創設者が一生涯すべてを引き継ぐことは難しいですが、組織の思いを継いでくれる人材がいることは非常にありがたく、また必要なことです。企業においても同様、縦の部分が難しい局面は、横の連携や協力によって補えると考えております。

本日はお忙しい中、ご参加いただき誠にありがとうございました。これからも皆様と連携しながら、しっかりと話し合い、組織の未来を築いていきたいと思います。

まとめ

秋山翔太郎の講演では、次世代リーダーの育成や組織の持続的発展について、これまでの経験を交えながら語られました。セミナーを通じて、参加者の皆さまが自身の組織運営や人材育成について改めて考える機会となったのではないでしょうか。

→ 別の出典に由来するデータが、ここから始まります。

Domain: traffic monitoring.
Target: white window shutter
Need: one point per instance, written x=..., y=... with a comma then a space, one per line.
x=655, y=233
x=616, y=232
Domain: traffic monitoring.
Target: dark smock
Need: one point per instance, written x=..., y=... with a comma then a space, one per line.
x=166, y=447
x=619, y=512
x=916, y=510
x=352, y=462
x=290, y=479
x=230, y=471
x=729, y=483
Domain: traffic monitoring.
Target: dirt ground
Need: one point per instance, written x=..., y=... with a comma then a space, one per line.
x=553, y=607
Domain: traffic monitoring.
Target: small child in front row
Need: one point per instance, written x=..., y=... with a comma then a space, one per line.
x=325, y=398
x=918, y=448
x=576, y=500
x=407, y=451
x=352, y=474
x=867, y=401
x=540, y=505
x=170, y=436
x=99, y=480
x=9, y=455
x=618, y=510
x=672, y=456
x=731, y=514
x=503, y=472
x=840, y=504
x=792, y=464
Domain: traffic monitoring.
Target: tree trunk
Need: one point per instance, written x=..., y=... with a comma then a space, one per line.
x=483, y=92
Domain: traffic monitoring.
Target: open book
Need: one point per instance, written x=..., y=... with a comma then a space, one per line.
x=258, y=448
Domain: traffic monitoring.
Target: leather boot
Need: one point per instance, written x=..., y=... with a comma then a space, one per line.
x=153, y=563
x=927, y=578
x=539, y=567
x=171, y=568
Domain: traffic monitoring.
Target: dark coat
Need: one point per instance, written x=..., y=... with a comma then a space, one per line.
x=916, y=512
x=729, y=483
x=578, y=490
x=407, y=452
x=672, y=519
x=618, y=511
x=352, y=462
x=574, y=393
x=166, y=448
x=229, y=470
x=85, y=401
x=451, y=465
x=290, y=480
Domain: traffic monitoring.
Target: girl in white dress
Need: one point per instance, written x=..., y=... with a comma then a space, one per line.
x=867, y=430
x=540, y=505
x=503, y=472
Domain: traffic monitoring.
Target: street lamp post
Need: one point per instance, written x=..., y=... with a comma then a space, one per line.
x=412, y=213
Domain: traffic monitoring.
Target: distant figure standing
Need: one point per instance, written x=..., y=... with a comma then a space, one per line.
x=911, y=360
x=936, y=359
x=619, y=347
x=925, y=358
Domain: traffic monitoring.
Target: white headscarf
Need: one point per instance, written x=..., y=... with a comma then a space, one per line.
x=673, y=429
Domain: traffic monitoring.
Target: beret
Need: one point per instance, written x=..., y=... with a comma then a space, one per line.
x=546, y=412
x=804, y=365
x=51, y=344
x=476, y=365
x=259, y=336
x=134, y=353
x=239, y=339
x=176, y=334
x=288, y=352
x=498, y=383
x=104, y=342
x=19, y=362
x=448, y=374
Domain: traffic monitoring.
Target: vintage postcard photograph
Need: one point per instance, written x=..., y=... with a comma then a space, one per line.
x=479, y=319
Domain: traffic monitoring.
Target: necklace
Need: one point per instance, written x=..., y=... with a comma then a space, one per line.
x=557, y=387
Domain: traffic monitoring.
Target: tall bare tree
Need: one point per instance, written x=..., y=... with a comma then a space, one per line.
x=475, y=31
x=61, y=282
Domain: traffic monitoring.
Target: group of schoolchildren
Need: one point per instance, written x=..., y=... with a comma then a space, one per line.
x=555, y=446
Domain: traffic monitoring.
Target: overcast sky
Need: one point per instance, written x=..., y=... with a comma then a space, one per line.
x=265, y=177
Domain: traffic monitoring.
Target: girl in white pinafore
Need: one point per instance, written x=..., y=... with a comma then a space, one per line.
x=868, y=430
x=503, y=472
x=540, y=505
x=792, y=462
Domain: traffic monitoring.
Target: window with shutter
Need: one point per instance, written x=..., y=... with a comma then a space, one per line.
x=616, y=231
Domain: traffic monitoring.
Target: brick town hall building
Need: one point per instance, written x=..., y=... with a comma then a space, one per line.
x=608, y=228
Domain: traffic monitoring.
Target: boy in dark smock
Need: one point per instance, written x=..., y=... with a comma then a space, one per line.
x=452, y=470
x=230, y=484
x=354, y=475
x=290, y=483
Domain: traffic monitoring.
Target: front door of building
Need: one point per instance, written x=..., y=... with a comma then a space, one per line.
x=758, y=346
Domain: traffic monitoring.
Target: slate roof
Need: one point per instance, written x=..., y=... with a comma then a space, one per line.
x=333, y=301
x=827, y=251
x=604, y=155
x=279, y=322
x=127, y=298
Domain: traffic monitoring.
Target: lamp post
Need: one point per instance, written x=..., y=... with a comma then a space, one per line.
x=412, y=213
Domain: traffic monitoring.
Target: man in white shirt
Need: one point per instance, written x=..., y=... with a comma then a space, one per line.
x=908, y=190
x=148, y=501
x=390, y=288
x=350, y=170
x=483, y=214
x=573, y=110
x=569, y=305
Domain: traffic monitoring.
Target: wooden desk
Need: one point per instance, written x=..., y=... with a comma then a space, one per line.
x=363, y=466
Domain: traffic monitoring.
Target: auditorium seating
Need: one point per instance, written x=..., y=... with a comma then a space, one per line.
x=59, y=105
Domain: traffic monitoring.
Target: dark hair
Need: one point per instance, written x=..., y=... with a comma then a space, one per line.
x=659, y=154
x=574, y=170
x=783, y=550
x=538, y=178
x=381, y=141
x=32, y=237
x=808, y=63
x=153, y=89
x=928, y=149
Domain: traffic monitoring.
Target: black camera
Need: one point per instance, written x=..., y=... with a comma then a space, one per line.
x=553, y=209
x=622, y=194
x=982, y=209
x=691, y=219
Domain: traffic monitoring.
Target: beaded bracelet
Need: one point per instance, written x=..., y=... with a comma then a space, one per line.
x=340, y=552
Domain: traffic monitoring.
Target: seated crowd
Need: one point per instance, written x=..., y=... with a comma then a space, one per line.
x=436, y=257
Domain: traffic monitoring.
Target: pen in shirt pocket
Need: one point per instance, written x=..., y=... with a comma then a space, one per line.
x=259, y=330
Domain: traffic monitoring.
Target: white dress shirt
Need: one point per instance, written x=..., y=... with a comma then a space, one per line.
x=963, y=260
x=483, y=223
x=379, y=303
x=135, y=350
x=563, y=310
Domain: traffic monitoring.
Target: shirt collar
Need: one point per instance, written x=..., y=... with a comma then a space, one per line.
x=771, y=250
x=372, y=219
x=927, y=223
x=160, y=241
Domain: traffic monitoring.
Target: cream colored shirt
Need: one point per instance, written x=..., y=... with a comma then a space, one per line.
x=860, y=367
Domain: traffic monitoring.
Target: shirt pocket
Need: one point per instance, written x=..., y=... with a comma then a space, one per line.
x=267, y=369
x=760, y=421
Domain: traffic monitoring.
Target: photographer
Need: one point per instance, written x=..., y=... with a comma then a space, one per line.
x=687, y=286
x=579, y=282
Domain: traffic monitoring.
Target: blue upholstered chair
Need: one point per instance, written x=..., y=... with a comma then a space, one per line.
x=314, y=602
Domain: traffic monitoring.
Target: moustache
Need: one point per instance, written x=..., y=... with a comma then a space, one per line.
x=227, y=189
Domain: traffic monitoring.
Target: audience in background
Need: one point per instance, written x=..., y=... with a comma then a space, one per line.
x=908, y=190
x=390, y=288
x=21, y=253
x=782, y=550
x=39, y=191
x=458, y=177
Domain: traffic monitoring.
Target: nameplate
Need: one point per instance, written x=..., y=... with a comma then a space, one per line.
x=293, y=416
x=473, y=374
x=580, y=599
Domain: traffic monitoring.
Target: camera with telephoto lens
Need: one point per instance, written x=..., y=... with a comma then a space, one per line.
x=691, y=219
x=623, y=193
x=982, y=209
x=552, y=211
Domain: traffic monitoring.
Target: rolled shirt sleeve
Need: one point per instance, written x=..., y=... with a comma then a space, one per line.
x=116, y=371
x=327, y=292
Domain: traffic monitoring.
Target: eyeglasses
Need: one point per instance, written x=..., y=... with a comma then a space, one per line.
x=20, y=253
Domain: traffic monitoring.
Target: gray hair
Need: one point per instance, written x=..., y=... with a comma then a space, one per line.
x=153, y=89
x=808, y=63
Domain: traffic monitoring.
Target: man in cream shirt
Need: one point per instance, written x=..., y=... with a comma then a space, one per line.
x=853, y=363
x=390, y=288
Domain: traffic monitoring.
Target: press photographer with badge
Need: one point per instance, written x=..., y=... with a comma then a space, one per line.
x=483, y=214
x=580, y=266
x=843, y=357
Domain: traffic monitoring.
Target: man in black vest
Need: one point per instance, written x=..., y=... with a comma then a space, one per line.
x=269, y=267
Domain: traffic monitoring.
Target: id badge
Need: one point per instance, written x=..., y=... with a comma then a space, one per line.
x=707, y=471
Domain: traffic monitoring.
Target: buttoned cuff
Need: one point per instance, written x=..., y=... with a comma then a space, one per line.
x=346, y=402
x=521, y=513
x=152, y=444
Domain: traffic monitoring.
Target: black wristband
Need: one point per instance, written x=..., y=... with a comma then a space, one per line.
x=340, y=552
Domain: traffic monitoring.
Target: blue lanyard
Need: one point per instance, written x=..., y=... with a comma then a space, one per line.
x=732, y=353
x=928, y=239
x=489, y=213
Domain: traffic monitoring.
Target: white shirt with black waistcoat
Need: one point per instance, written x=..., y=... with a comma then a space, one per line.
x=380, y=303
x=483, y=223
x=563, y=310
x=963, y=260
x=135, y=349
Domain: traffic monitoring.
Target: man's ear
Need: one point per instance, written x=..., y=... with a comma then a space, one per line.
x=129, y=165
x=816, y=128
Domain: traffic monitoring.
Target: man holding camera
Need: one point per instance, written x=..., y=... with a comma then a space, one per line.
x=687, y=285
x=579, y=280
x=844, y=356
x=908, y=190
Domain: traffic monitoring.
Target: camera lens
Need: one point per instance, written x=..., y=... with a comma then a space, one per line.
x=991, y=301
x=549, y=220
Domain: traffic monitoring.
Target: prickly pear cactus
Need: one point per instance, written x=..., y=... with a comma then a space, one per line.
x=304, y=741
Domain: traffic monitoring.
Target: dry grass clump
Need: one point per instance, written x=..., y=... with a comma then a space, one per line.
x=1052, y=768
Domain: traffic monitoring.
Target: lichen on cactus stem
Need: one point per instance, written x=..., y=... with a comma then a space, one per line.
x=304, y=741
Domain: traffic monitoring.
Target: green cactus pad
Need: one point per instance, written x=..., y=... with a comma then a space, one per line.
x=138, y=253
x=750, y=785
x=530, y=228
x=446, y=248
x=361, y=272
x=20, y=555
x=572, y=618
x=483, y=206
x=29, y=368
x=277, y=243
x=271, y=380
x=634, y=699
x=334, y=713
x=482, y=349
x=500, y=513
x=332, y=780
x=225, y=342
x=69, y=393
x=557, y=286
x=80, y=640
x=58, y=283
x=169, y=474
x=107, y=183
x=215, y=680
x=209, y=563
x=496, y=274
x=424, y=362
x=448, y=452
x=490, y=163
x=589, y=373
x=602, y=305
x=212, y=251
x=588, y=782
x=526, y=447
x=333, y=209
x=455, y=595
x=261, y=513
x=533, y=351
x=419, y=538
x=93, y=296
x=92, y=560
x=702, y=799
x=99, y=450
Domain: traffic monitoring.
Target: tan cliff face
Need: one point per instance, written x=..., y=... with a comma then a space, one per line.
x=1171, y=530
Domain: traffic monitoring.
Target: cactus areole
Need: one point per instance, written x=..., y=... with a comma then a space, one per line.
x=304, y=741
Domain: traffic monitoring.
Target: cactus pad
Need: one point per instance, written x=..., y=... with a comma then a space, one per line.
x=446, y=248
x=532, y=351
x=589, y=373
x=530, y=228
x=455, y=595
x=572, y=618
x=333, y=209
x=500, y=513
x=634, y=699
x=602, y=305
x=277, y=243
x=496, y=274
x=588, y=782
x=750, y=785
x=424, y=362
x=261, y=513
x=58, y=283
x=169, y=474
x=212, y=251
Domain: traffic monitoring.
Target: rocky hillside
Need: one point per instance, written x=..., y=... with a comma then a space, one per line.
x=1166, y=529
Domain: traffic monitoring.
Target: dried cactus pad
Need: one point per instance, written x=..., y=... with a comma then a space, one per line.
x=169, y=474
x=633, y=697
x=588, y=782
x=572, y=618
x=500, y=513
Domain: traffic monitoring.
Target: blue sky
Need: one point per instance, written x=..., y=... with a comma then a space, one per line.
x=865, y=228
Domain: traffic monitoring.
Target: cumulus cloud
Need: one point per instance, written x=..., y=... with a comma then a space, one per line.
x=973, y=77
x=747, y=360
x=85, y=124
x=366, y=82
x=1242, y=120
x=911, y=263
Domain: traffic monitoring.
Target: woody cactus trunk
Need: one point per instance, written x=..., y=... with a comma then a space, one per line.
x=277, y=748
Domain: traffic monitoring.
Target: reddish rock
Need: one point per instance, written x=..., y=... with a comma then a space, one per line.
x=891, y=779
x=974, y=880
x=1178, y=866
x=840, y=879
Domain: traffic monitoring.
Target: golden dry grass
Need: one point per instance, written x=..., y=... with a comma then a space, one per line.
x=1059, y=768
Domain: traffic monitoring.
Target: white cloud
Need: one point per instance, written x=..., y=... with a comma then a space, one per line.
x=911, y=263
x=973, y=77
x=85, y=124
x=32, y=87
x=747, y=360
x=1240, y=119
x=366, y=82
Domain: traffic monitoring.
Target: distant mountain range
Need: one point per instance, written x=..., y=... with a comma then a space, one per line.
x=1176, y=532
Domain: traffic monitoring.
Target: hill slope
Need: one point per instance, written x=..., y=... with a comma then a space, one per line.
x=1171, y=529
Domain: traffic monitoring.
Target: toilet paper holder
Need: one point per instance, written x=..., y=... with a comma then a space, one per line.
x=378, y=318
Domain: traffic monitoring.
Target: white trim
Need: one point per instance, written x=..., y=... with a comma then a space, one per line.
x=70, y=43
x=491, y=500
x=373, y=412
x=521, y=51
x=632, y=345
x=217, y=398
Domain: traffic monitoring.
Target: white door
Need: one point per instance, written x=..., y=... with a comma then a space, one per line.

佐賀県CSO推進機構は、今後も市民活動のデジタル支援、ネットワーク構築、地域連携の強化に努め、より充実した市民社会の実現に向けた取り組みを継続してまいります。


講師プロフィール
秋山 翔太郎(あきやま しょうたろう)秋山翔太郎の顔写真
  • 特定非営利活動法人 佐賀県CSO推進機構/副代表理事
    • 佐賀市市民活動プラザ事業部/プラザ長
    • CSO経営支援事業部/統括
    • 地場産品ブランディング支援事業部/統括
  • 佐賀市社会教育委員
  • 佐賀市スマートサイトシティ推進協議会
  • 大牟田市市民活動補助事業審査会/会長~2025.6
  • 特定非営利活動法人フードバンクさが/副理事長

1986年福岡市生まれ。2004年佐賀大学へ進学。2009年在学中、放置自転車の再生活用を行う環境団体を創設。CSO活動のきっかけとなる。その後、市民コミュニティ財団や地域IT企業を経て、2014年に佐賀県CSO推進機構に入職、2022年より佐賀市市民活動プラザ プラザ長を務める。年間70件以上の団体設立、資金調達や協働に関する助言、組織力強化のための研修企画立案の他、行政や団体のオンライン配信を支援する。